Originally posted by: Craig234
Originally posted by: Double Trouble
Originally posted by: eskimospy
Actually California is home to some of the most radical right wing areas in the country, the inland empire is full of the ultra-right.
Prop 13 needs to repealed, and other taxes lowered to compensate.
And those fringe ultra-right people control CA and are numerous enough to get props like 13 passed? That doesn't make sense. Things like prop 13 pass because the general population is frustrated, and they see a way to fix it. If the tax happy government had not jacked up property taxes all the time, the general population would not have put in prop 13.
Every state in the country needs something like prop 13. The only flaw is that they curbed taxation without curbing spending. The two need to go hand in hand.
Californians get 'duped' by the radical right from time to time, and that was a classic example.

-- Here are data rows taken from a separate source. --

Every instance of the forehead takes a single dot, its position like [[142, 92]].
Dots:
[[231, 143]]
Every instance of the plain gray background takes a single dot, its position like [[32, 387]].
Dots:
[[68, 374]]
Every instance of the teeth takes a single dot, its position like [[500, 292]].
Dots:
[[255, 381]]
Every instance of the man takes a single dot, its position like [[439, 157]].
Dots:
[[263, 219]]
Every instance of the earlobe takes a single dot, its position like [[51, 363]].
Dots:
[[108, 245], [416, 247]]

As I said above, the skyrocketing real estate prices during a period did result in problems of excessive property taxes, and so there was a big appetite to do *something*.

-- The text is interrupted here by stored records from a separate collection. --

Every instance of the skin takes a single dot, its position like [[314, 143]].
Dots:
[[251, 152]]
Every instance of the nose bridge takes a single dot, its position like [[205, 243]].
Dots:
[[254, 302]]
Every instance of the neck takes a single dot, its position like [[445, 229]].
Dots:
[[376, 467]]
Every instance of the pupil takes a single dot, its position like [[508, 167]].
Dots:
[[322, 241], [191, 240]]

It's just that instead of doing the right thing, and adjusting the taxes, the radical right grabbed the issue and the left defaulted, and so what got done was prop 13.
They took some things that couldn't and shouldn't get passed on their own - *commercial* property tax slashing, and changing the tax requirement from 50% to 66% -and bundled them in with the very popular reduction on *residential* property taxes - indeed not just a reduction but a pretty extreme rule letting them barely go up, that made neighbors pay very different taxes on similar properties, and 'trapped' people in big homes.

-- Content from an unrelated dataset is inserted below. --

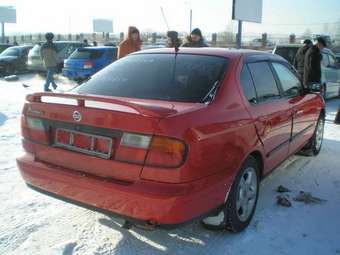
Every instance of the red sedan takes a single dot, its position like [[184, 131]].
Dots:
[[162, 137]]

In fact, if I recall correctly, that may have been a reason why CA started clearly limiting ballot initiatives to one issue, because that bundling is a terrible way to sneak things in.
If you want to try to say something simple about California voters, start by explaining our electing Jerry Brown and Ronald Reagan back to back.
After that you can explain how they recalled a decent governor who was the enemy of Enrion, when they got angry about Enron, to replace him with a close friend of Enron.
CA has a bunch of different groups, some tea baggers, some liberals, plenty in the 'middle', plenty almost apolitical, many minorities.
They vote a variety of ways, sometimes good and sometimes bad. They did not understand the diaster prop 13 would be.
It was a backlash used to get bad things passed, not all that different from 9/11 getting used to get support for the Iraq war that the public was otherwise against.
Would you say the US is filled with Neocons because the Iraq war occured (with Bush re-elected)? No, and prop 13 doesn't prove voters were largely radical right.